MOROCCAN INSPIRED TAGINE OF WINTER VEGETABLES AND DRIED FRUITS



After extremely warm December the winter has finally arrived, temperatures dropped, grass has a lovely frosty hue shimmering in the wintery sunshine. It is absolutely gorgeous ! Weather like this is perfect for something warming, comforting, something that will fill your house up with irresistible aroma. What can be better than winter veggies, warming spices, rich sauce slowly simmering on the stove...I am using up some of my dried fruit stash, chickpeas (again), the other half of squash leftover from making the hummus and lots of different spices from my spice cupboard. It may not be North African weather here, but the gorgeous smells sure do evoke a Moroccan souk.

tagine

MOROCCAN INSPIRED TAGINE OF WINTER VEGETABLES AND DRIED FRUITS

The quantities of individual vegetables depend on what is in your veg drawer, my butternut squash made about half of the mix, purely because I wanted the use it all up. This dish will freeze and reheat well. You can use mild or hot paprika whatever you prefer, I went for the mild version making the dish more kid friendly. Preferably do not use smoked paprika for this dish.
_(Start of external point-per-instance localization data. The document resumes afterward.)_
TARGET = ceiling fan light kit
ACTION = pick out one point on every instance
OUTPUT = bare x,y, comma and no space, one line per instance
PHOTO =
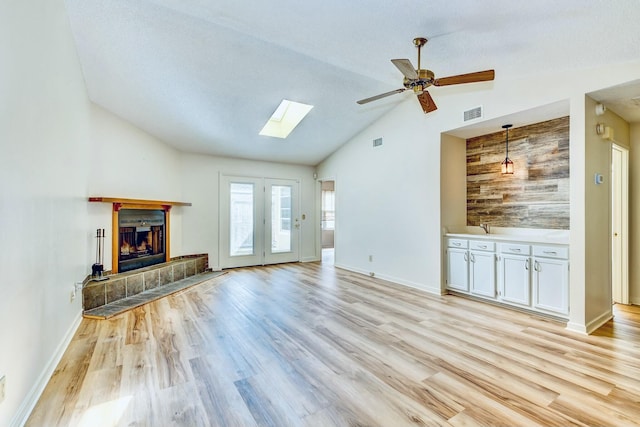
418,80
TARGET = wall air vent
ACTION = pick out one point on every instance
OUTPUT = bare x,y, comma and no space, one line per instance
474,113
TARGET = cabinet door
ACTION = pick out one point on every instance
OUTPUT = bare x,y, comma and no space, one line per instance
482,273
551,285
516,279
457,271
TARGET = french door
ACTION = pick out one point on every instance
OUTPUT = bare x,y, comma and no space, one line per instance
259,221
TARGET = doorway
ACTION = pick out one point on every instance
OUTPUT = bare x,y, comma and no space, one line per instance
619,224
328,221
259,221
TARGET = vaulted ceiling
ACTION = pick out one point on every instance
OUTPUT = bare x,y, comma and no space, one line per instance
205,75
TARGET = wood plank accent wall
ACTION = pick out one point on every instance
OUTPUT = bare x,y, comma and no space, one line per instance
537,194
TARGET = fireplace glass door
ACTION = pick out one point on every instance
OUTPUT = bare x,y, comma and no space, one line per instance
142,238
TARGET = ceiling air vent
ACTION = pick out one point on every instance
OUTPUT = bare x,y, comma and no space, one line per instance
474,113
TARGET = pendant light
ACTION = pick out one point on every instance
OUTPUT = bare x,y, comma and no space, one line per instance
507,164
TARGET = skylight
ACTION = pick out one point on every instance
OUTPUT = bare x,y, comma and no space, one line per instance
285,118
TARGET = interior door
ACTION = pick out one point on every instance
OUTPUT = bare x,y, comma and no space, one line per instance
241,221
619,225
259,222
282,225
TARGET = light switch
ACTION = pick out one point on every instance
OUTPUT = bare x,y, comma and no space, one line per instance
599,179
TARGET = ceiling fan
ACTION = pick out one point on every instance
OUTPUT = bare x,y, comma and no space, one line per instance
418,80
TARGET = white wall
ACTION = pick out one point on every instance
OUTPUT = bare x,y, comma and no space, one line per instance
44,133
200,186
127,162
634,218
388,198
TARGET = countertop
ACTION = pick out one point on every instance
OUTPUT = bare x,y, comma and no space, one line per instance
500,234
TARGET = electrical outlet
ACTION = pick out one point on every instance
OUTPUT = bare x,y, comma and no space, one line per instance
3,382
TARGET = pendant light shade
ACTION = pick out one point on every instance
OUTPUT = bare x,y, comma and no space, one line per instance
507,164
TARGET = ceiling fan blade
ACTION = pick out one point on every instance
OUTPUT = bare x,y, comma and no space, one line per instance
406,67
382,95
480,76
426,102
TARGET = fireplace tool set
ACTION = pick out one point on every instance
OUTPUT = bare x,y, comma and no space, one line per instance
97,269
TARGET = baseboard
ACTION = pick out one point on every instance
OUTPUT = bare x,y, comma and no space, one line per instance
591,326
420,286
29,402
599,321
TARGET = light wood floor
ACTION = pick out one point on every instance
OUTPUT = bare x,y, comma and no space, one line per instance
310,345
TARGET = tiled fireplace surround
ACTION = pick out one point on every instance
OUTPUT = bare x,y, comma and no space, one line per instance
122,285
96,293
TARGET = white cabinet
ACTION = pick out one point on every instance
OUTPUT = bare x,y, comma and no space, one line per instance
457,265
482,268
518,273
515,274
551,279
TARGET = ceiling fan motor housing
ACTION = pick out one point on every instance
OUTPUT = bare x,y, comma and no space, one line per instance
424,80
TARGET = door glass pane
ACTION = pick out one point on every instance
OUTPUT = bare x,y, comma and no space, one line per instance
241,219
280,218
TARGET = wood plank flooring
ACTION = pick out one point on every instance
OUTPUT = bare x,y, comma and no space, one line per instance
310,345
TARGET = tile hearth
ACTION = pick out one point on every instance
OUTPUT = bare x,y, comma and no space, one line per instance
139,286
120,306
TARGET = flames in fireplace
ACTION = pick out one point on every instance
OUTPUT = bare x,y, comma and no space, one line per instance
141,238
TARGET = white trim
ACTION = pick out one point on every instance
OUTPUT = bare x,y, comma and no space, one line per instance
30,400
577,327
435,290
599,321
624,226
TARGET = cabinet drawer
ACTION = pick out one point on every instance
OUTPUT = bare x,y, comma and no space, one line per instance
515,248
561,252
457,243
481,245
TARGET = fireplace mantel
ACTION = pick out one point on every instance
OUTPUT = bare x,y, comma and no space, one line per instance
122,203
137,202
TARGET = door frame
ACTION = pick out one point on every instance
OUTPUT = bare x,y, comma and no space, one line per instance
260,227
620,182
335,217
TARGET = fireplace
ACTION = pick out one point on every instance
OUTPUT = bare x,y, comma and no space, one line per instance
141,239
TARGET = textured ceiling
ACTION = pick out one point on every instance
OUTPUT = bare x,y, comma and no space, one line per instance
204,75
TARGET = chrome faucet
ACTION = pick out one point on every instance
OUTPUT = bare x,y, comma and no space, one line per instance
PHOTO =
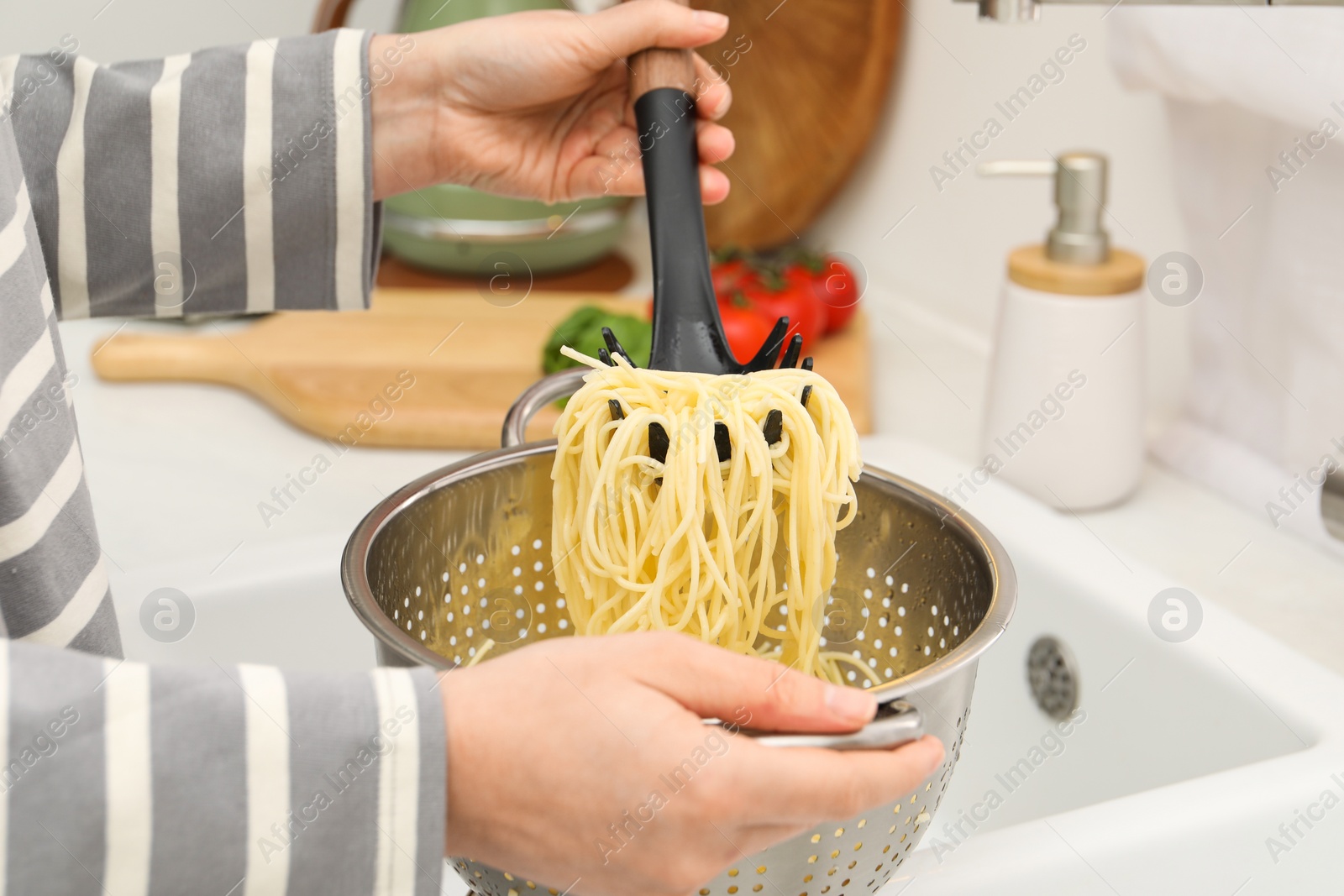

Ras el hanout is a Moroccan spice mix, each mix is slightly different as traditionally this is a special mix from each individual spice shop. I love mine to contain rose buds to lend the dish lovely but not overpowering fragrance.If you cant find ras el hanout, use any Moroccan spice mix or omit all together.

When preparing parsnips it is a good idea to cut out the middle core.

Serves 4 hungry people

ingredients
900g mix of carrot, parsnip and butternut squash, cut into large chunks, about 11/2 inches (4cm)
1 large red onion, chopped
3 garlic cloves, finely chopped
1/2 Tbs olive oil
2 tsp cumin
2 tsp paprika (sweet or hot)
2 tsp ras el hanout or moroccan spice mix
1 tsp cinnamon
1 tsp coriander
1/2 tsp turmeric
2 heaped Tbs tomato paste
1 tin of chopped tomatoes
1 tin of chickpeas
100g dried apricots
100g dried prunes
2 Tbs honey or dark agave syrup
2 1/2 c (725ml) vegetable stock
1 cup of barley couscous

method
  1. In a large pan on medium heat saute the onions in the olive oil till soft about 10min. Add the garlic and cook for further 1 min.
  2. Add all your spices, stir into the onions. Tumble in all your vegetables and quickly stir in to coat with the spices.
  3. Next add the tomato paste, let the cook about 30sec before adding the tinned tomatoes, chickpeas, dried fruits, agave (or honey) and the vegetable stock.
  4. Bring to boil, turn down the heat and let simmer for about 1 hour, or till all the vegetables are tender and sauce is thick and rich. Season with salt if needed.
  5. Cook the couscous according to package instructions.
  6. Serve the tagine with couscous.